Monday, July 9, 2018

Get the Picture?

No, but I'm working on that. I'm trying to find ways to get a crisp picture out of my Sega Genesis, which at the moment is stuck using composite cables. Composite may have been acceptable back in the bygone days of the early 1990s, but on today's high-definition television sets, it leaves something to be desired. Hell, all that blur and color bleed is like looking at Medusa before she's put on her morning make-up.

I've been trying to find a solution, but so far nothing's been satisfactory. I bought an SCART cable and an HDMI converter some months ago, thinking that it would solve the problem, but the picture still has big issues... characters in the foreground are soft around the edges, and scrolling results in a "swimmy" distortion that turns every scuffle in Streets of Rage 2 into the fist fight from Top Secret.


Then there's VGA. It's possible to connect the Genesis to a computer monitor (as demonstrated in this video by Thomas3120) but it comes with a laundry list of caveats. First, you have to build the wire yourself. Second, most VGA monitors won't work with the Genesis because it's so old. They run at a 31 kilohertz frequency, but the Genesis can only output to 15 kilohertz, and the whole thing hertz my head because I have no idea what the hell any of it means. You can use a "scan doubler" to connect a Genesis to the VGA port of a modern display, but that requires a separate power supply, and my power strip is already at low vacancy.

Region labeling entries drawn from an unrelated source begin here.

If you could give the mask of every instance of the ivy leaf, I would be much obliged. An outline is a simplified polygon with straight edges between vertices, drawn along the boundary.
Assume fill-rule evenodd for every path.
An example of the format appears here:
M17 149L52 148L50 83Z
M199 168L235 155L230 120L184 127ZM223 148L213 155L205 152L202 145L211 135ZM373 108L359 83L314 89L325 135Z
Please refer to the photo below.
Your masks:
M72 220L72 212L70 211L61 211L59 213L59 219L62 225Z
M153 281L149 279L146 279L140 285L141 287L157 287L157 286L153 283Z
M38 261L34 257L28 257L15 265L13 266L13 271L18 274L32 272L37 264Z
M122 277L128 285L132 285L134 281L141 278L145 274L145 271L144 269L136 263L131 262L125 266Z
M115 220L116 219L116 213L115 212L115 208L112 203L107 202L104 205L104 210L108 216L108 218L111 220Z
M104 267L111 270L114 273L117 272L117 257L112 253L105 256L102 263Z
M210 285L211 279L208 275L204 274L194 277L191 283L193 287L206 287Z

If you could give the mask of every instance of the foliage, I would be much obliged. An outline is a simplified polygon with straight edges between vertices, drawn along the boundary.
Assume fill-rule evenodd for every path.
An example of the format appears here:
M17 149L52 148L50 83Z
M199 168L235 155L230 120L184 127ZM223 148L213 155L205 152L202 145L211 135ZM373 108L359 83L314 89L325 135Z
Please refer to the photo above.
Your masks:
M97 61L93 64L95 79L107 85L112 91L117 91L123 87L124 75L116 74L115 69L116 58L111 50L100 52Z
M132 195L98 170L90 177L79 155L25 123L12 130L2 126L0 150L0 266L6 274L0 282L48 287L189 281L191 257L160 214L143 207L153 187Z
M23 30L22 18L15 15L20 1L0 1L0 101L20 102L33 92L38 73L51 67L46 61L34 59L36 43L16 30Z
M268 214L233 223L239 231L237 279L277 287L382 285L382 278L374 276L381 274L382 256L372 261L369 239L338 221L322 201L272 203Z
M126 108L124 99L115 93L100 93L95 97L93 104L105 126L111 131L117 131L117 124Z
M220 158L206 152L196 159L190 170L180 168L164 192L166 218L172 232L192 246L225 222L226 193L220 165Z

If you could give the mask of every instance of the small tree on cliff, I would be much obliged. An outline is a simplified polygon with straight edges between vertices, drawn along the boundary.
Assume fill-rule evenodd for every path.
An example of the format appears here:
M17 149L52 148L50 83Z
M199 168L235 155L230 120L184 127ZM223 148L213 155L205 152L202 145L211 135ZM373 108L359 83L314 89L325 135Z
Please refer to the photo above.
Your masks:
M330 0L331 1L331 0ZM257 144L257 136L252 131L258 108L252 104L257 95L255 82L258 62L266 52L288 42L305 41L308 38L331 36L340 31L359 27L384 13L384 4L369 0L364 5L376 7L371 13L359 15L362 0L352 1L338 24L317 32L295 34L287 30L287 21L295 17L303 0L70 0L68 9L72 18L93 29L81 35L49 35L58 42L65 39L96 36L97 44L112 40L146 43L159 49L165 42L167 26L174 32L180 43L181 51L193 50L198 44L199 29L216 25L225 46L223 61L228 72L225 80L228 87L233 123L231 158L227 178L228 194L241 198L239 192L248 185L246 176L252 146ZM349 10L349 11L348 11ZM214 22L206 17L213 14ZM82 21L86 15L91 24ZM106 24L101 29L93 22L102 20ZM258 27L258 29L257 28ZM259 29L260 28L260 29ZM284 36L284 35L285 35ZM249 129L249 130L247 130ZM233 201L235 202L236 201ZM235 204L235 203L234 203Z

I could even connect the Genesis straight to HDMI using cables from Pound Technology. Those are the guys who released a high-def cable for the original Xbox last year, and they're planning to offer similar products for both the Genesis and the Super NES in the future. Problem is, there's no specific release date for these products... and when they are released, they'll display games in a 16:9 aspect ratio rather than the 4:3 aspect ratio the Genesis normally uses, resulting in a stretched display. Annoyingly, these cables will also require a separate power supply, and as stated earlier there's not much room at the inn for extras.

At least I've got options. None of them are perfect and some of them are aggravatingly complicated, but I have options.